Men tend to get bitten by mosquitoes more than women, and kids get bit the least. While clothing color can attract bees, the color of your clothes does nothing to repel or attract mosquito.

Keeping your skin covered is the best line of defense against mosquito bites. If you don’t have clothing to cover yourself, mud is the next best thing. Used by Native American’s back in the day, it served as a barrier between the skin and the insect. They also used animal fats and oils, rubbed onto their skin to ward off mosquitoes and black fly bites. Keep that in mind if you are ever stranded in a mosquito infested location with your car. You can use your car’s oil and grease to protect your skin until help arrives.

Smudge fires are another great way to repel mosquitoes, such as wormwood or sagebrush. Their aromatic qualities are highly effective. Add some cedar to the fire too, for even more protection. The cloud of smoke is intolerable to these insects.
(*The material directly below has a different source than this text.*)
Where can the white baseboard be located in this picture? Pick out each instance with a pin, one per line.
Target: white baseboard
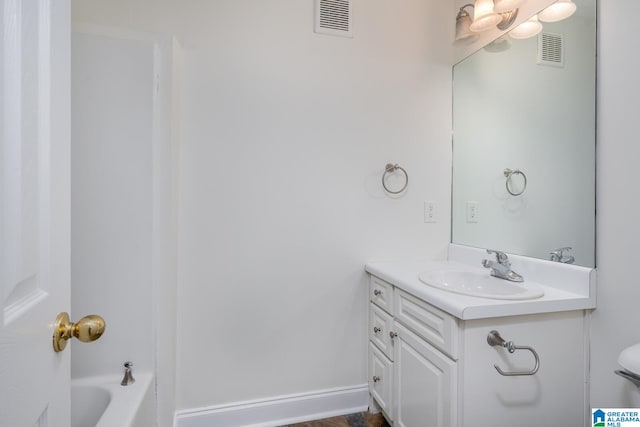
(280, 410)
Green foliage, such as green pine, or other non-poisonous varieties, will create the most smoke.

Another natural insect repellent is the mint plant, specifically peppermint containing mentha piperita, better known as menthol, which is the active ingredient that repels insects. All you have to do is bruise the leaves of this plant and then rub them on your skin. It has a cooling effect. These plants grow in the wild and can be found by their distinct smell. A hybrid mint, peppermint is the result of crossing watermint with spearmint.

Nepeta cataria, better known as catnip, is also highly effective against insects when you rub the bruised leaves onto your skin. You can also infuse it with oil, if you happen to have some on you. Hang the leaves and stems around your shelter and inside as well to keep bugs out.
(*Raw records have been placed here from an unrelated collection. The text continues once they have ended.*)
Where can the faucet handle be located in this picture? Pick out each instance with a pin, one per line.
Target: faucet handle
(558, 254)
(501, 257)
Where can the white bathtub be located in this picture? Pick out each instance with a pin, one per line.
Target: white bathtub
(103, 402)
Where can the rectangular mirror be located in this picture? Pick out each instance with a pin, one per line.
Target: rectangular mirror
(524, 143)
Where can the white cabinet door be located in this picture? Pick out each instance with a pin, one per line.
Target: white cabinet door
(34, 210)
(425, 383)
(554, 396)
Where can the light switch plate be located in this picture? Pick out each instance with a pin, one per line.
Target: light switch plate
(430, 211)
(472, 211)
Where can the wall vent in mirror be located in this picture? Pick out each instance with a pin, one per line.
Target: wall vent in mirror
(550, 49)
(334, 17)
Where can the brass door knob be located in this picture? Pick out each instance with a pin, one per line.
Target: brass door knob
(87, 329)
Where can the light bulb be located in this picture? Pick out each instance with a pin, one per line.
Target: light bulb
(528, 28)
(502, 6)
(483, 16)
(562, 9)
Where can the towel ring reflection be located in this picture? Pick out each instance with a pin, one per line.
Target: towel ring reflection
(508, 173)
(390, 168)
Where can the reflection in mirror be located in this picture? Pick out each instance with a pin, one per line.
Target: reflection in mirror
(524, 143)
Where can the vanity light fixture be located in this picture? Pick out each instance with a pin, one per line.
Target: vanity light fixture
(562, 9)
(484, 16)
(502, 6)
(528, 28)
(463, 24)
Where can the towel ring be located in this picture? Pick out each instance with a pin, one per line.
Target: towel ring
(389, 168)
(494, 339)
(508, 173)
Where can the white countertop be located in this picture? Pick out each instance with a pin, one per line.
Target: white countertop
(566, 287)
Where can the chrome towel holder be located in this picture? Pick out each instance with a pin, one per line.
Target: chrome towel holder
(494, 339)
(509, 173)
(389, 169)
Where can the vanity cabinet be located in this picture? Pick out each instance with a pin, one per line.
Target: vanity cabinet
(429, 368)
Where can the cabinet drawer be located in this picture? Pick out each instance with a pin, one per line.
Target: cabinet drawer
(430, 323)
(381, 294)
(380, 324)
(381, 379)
Most commonly, people know about the use of citronella grass for keeping mosquitoes away. Extracted from the Cymbopogon nardus, the oil has been used in candles and other commercial products. If you happen to be in a part of the world where this plant grows, all you have to do is bruise the leaves and rub them on you, using the rest to hang in and outside your shelter.

Lemon balm, snowbrush, wild bergamot, cedar, and sweet fern are other wild plants that will repel pesky mosquitoes. Being able to identify these plants, and others, will help you to quickly ward off insects when you need it most. Any botany guide is a great addition to your bug out bag whenever you are in the wilderness, to help you identify plants native to where you are.

Being prepared is always best.

  • Wear long sleeves and pants treated with Permethrin. This insecticide will keep bugs away from you while the clothing itself prevents your skin from attracting them while protecting your skin from bites.
  • Wear a bandanna to protect your neck
  • Pack the insect repellent DEET, with a 30 to 50% concentration, which can last up to 12 hours after being applied.
  • Bring along some mosquito netting, which can be small enough to fit in your pocket.
  • Choose tents that have mosquito netting sewn in
  • Wear hats with mosquito netting.

At home, in your own yard, you can drink cider vinegar with juice, or eat whole garlic to ward of mosquitoes. You can also rub cider vinegar on your skin to repel mosquitoes.The idea is that the vinegar and garlic will affect the smell of your sweat, repelling insects.

Use what works best for you, because once you get bitten by mosquitoes the itch can drive you crazy, not to mention certain diseases that mosquitoes can carry.